E se as pessoas não constituem os
seus conhecimentos torna-se, portanto, mais difícil de determinar o rol das
suas habilidades, as quais exibem a dimensão de suas aptidões para a realização
de uma atribuição específica exitosa; mas, também, de suas competências, que demonstram
como elas realizam as suas tarefas a fim de serem bem-sucedidas ao final.
Talvez, o mais importante dessas considerações
seja trazer à tona a importância que reside em cada papel social desempenhado.

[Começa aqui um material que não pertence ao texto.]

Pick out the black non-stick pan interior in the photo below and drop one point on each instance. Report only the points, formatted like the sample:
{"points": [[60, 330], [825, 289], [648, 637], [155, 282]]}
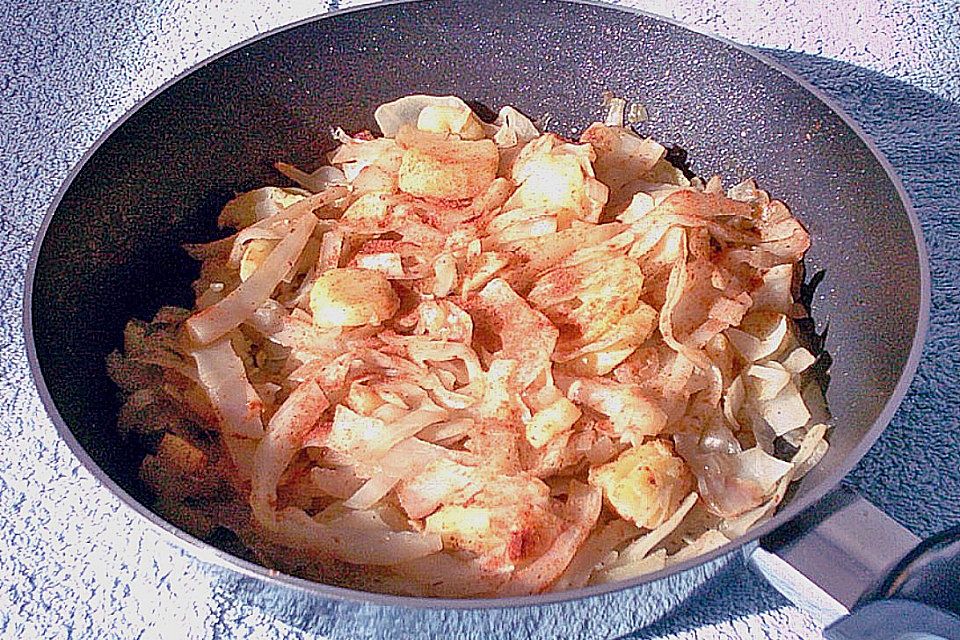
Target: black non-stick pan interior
{"points": [[111, 250]]}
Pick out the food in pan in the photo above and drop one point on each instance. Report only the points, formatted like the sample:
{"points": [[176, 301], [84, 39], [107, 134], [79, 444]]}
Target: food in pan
{"points": [[473, 359]]}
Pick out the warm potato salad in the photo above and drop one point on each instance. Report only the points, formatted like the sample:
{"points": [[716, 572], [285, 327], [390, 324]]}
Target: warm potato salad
{"points": [[473, 359]]}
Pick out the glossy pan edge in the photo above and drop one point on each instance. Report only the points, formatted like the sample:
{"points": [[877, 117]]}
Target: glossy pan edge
{"points": [[219, 557]]}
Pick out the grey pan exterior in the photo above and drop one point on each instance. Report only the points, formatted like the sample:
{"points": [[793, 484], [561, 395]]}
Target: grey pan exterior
{"points": [[108, 246]]}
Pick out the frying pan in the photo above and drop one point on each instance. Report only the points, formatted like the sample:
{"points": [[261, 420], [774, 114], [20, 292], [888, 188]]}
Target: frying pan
{"points": [[109, 250]]}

Infelizmente, teima em resistir no inconsciente coletivo brasileiro a ideia de
que a relevância do trabalho está atrelada a remuneração; de modo que, a
importância social passa a ser atribuída em relação ao que recebe financeiramente
o indivíduo.
Esse pensamento fomenta, então,
uma idealização perversa ao mesmo tempo em que reafirma a invisibilização de
centenas de milhares de pessoas. Ora, deixa-se de reconhecer o poder
constituído pelos conhecimentos, habilidades e competências do ser humano, para
considerar um eventual poder advindo do dinheiro e, por consequência, da
posição social que ele venha a ocupar.
Nesse sentido, o país abre mão
voluntariamente de oportunizar a visibilidade de inúmeros talentos humanos, os
quais têm potencial suficiente para tornarem-se protagonistas em diversas
áreas, para permanecer reafirmando os caminhos midiáticos e políticos como
única forma de ascensão. E essa é uma razão pela qual o poder desaparece tão
rapidamente.
Porque as pessoas são levadas a
acreditar que são alguma coisa, quando, na verdade, apenas estão. O estar é
temporário. O poder é fugaz. Chega-se a um determinado ponto em que ele não
representa nada demais, ele cai na trivialidade do comum. Então, o destaque, a
importância, a bajulação, ... tudo se torna opaco e, com o passar do tempo, obsoleto
e sem utilidade.
No entanto, apesar dessa efemeridade,
ele permanece embaçando a própria identidade das pessoas, porque faz com que a carcaça,
a imagem representada, seja vista como mais importante do que o conteúdo.
Embora, elas saibam, muito bem, que estão nos conhecimentos, habilidades e
competências, o essencial para sustentá-las de pé em todas as situações.
Mas, a questão é que, em plena contemporaneidade, quando tudo se evapora rápido ... quando tudo são aparências ... quando tudo é possível ... quando tudo é poder ... Viver de personagens se tornou o caminho mais fácil em nome da sobrevivência; afinal, “Depois que eu acabar de falar, você me desconhecerá ainda mais: é sempre assim que acontece quando a gente se revela, os outros começam a nos desconhecer” (Clarice Lispector - A maçã no escuro – 1961).